History

United States
- Name: Ben Robertson
- Namesake: Ben Robertson
- Operator: A. H. Bull Steamship Company
- Builder: Southeastern Shipbuilding Corporation, Savannah, Georgia
- Yard number: 2432
- Laid down: 18 November 1943
- Launched: 4 January 1944
- Sponsored by: Mrs. Julian Longley, Robertson's sister
- Completed: 21 January 1944
- Acquired: 18-Nov-43
- Renamed: Kastor
- Fate: Scrapped, December 1968

General characteristics
- Class & type: Type EC2-S-C1 Liberty ship
- Displacement: 14,245 long tons (14,474 t)
- Length: 441 ft 6 in (134.57 m) o/a; 417 ft 9 in (127.33 m) p/p; 427 ft (130 m) w/l;
- Beam: 57 ft (17 m)
- Draft: 27 ft 9 in (8.46 m)
- Propulsion: Two oil-fired boilers; Triple-expansion steam engine; 2,500 hp (1,900 kW); Single screw;
- Speed: 11 knots (20 km/h; 13 mph)
- Range: 20,000 nmi (37,000 km; 23,000 mi)
- Capacity: 10,856 t (10,685 long tons) deadweight (DWT)
- Crew: 81
- Armament: Stern-mounted 4 in (100 mm) deck gun for use against surfaced submarines, variety of anti-aircraft guns

= SS Ben Robertson =

World War II Liberty ship of the United States

SS Ben Robertson was a Liberty ship, Maritime Commission hull number 2432, built during World War II and named for Clemson University alumnus (Class of 1923), journalist, and war correspondent Benjamin F. Robertson, who was killed in the crash of a Pan Am Boeing 314 flying boat, the Yankee Clipper, in the Tagus River, near Lisbon, Portugal, on 22 February 1943.

Ben Robertson was constructed at the yards of the Southeastern Shipbuilding Corporation, Savannah, Georgia, one of 88 Liberty ships the yard built. Laid down on 18 November 1943, it was launched on 4 January 1944. Mrs. Julian Longley, Robertson's sister, of Dalton, Georgia, was sponsor for the new ship, part of a nationwide maritime program of naming Liberty ships for war correspondents killed in action.
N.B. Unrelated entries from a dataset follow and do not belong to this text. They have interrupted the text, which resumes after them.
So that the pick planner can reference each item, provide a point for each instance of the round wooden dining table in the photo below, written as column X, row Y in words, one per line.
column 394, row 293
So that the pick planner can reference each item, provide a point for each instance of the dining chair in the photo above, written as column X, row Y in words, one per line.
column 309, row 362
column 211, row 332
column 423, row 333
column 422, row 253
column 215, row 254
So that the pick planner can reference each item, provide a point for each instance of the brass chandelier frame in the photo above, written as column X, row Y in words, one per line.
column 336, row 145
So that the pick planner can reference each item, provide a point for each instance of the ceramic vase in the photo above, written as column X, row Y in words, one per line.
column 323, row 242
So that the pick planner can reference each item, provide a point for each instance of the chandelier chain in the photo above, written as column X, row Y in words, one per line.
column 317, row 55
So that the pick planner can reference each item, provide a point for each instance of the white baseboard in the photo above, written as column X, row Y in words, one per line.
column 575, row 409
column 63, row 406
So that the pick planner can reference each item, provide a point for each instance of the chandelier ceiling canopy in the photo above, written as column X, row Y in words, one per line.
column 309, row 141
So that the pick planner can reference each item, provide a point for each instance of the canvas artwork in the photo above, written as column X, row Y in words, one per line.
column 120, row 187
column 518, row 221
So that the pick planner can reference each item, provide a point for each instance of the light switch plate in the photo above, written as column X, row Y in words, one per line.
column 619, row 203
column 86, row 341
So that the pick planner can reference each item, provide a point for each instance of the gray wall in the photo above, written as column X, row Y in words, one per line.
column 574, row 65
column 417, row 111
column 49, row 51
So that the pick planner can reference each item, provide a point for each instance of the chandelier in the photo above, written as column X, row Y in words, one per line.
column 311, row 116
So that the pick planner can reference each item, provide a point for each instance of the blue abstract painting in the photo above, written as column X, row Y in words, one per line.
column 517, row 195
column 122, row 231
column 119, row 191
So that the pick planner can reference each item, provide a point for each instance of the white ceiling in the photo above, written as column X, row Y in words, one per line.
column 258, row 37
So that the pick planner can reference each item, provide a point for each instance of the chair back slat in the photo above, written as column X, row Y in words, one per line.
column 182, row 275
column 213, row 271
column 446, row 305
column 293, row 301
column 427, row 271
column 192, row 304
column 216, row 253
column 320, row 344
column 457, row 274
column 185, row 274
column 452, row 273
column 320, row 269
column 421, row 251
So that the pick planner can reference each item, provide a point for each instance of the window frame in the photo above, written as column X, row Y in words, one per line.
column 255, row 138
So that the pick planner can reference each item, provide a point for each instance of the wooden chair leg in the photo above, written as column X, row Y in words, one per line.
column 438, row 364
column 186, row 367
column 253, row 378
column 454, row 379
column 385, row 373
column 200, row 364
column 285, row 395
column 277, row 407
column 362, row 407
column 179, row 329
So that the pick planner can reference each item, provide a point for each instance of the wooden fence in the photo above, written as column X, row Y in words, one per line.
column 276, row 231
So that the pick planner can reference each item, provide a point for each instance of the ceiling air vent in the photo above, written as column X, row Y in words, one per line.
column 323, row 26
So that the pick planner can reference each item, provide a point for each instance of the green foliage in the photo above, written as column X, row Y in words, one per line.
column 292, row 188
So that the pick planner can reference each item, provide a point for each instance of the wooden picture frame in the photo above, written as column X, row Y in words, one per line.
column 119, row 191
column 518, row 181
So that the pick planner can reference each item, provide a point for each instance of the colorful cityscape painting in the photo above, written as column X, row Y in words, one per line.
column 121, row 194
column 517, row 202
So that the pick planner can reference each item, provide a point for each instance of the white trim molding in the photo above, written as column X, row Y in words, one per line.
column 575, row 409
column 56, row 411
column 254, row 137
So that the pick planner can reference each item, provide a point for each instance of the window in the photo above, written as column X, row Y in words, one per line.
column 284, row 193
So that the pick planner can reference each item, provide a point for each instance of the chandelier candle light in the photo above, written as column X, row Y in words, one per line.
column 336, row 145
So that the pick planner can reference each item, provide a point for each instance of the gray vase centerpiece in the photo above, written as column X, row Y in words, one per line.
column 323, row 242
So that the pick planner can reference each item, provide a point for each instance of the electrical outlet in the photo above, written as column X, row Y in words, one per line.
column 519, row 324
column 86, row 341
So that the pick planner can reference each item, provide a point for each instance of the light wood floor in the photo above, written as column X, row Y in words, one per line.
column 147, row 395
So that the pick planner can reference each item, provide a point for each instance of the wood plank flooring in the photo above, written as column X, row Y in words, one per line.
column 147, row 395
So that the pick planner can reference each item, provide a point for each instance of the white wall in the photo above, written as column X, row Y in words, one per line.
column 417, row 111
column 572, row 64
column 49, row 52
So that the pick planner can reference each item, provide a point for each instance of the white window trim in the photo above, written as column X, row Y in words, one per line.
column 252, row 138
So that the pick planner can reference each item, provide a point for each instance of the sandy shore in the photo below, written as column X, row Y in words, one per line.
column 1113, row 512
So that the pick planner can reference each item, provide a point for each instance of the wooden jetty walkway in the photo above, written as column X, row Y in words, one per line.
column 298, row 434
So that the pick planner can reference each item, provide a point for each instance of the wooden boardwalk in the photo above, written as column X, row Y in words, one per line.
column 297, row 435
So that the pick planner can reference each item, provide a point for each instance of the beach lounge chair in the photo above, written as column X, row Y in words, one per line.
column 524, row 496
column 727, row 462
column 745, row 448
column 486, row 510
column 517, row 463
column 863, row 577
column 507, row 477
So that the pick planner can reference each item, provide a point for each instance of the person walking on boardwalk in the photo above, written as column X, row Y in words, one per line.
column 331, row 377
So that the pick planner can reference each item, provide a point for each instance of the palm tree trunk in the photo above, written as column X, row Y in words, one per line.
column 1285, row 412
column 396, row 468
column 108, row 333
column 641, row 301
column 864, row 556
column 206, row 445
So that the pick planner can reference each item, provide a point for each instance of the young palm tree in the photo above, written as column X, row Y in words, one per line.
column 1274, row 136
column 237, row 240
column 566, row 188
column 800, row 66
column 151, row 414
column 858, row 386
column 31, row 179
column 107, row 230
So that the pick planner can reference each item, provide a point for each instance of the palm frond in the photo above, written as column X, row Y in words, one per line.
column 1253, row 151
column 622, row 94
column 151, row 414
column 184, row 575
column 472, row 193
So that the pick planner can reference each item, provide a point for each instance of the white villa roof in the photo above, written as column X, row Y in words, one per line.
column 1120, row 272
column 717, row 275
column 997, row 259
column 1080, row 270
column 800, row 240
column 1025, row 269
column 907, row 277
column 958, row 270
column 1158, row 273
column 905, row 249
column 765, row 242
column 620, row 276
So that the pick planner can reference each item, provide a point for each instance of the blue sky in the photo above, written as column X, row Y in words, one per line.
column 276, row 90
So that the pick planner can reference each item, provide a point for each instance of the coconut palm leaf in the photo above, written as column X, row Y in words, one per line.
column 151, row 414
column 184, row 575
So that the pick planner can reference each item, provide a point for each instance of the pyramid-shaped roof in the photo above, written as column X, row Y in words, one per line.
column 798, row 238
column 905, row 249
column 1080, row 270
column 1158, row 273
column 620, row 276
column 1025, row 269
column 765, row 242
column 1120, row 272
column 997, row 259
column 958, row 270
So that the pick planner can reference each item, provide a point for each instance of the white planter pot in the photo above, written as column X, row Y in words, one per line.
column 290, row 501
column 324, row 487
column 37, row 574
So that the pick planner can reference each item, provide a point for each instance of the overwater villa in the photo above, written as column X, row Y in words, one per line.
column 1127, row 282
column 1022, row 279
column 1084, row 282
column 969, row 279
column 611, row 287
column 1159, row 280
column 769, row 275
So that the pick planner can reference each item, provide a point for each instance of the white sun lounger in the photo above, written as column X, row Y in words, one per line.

The new vessel was delivered on 21 January 1944, having spent 47 days on the ways and 17 in the water for a total of 64 days building.

Under the auspices of the War Shipping Administration, the Ben Robertson was operated under contract by the A. H. Bull Steamship Company, of New York City, through the end of the war.

More than 2,400 Liberty ships survived the war, only 196 having been lost in combat. Of these, 835 made up the postwar cargo fleet. Greek entrepreneurs bought 526 ships and Italian ones bought 98. The Ben Robertson was sold to a private firm in 1947, one of five Liberty ships acquired by Constantine G. Gratsos, one of the brothers of the George D. Gratsos Shipping Company of Athens, whose roots date to 1902, and was reflagged for Greece. The ship was renamed Kastor, and homeported at Ithaca, with Dracoulis, Ltd., of London acting as agent. Title changed slightly to George D. Gratsos, Athens, in 1949, and to Gratsos Bros., Athens, in 1963, the peak year for Liberty ship ownership when the Cuban blockade encouraged high freight rates. "The decline of the Liberties that started in 1964 was completed by 1974. In 1966 there were still 722 Liberties operating on world trade routes, of which 603 were Greek-owned." The ship was scrapped at Hirao, Japan, in December 1968.